「入院した時の病院給食を真面目に指示通り食べてはいけない」と申し上げると、多くのヒトは変な顔をします。病院の食事こそバランスの良い理想的な食事と思い込んでいるのでしょう。栄養学を考える上で「バランス」という言葉に私は抵抗があります。
糖尿病のヒトに「脂質の多い食事は大量のインスリンを分泌させ膵臓を疲弊さす。脂肪摂取量の増加が糖尿病患者を増加させた。だからアブラを控えなさい。高カロリーに注意しなさい」(←もちろん嘘です)などと説明する医師もいまだに居るのです。決して信じてはいけません。
糖質制限食を受け入れられない専門家にあっては1日の食事全体の6割を糖質で摂るように指導しています。これでは患者がお気の毒です。そして真面目に医師や栄養士の意見を受け入れ、何ら疑問を持たないヒトが「治療を受けているのに糖尿病が悪化した」という悲劇に見舞われるのです
どうして6割もの糖質が必要なのか?との問いに「従来の食習慣を受け入れて継承する事が正しいから」と平然と言う専門医も居るのです。驚きです。このような場合、自身の身体は自分で守るしかありません。
世間には間違った情報が散乱しています。ネット、テレビ、書籍・・・。栄養学の話題を10とした場合、信用できるのが2割、信用しては駄目だがが即有害とならないのが6割、そして危険な感覚だから絶対に受け入れてはいけないのが2割。(2,6,2の法則?)
血糖値を上昇さすのが糖質。脂質摂取では血糖値を上昇さすことがありません、インスリンも分泌されません、そしてケトン体だけが上昇します。つまり糖尿病食として糖質を徹底排除し、脂質を積極的に摂るのが正しいのです。

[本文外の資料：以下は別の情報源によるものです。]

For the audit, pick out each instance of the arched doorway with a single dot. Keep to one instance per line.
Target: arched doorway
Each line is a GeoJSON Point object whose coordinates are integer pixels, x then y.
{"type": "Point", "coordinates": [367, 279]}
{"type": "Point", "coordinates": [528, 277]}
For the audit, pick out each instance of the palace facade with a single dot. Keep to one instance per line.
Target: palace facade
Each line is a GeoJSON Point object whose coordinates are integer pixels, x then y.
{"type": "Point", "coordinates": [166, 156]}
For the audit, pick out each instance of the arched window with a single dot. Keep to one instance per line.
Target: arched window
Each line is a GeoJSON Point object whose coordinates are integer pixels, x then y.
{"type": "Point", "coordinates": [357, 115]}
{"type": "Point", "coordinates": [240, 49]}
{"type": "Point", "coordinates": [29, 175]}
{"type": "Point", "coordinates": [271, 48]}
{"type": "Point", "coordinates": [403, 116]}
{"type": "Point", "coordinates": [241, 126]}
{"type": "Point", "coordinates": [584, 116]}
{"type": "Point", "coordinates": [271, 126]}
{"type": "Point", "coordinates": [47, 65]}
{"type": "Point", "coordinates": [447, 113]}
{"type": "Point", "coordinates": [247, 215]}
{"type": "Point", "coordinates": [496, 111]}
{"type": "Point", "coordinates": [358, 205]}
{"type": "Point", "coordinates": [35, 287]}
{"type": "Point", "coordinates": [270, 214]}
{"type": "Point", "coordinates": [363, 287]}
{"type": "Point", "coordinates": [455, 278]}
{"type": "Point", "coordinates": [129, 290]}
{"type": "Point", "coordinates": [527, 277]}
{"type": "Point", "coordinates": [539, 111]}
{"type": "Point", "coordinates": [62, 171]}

この事を受け入れられない主治医の場合、思い切って医師を変える必要があります。(ネットで捜すと糖質制限推進されている内科医、容易に見つかります)
糖質を摂ると食後高血糖を起こします。よく「(糖尿の)薬を飲んでいるから糖質を摂っても気にする必要なし」というヒトがいます。がしかし大きな誤解です。糖質摂取でグルコース・スパイクを避ける事はできません。仮にインスリン分泌量が多かったり、効きの良いインスリンが分泌されたりして「糖質を摂っても摂っても糖尿病と無縁」という事があるかもしれません。現時点では。
がしかし糖質摂取は血糖の乱高下(グルコース・スパイク)の原因になるわけです。ですから確実に血管を傷つけています。糖尿病にならなくても他の健康上の問題が生じる危険性も。発癌や感染症の治癒遅延も糖質が原因である事もあきらかです。それに健康診断で(糖尿病の)数値として問題がなくても、いきなり糖尿病合併症として発症する場合もあるようです。糖尿病合併症は恐ろしいです。
間違った栄養学に振り回されず、正しい情報収集をすることが肝要なのです。選択判断の誤りは自身の健康に跳ね返ります。それでも誰も責任を取ってくれません。だから真剣に自分の事として考える事が求められます。予防目的でも治療目的でも正しい事を追求し続けたいものです。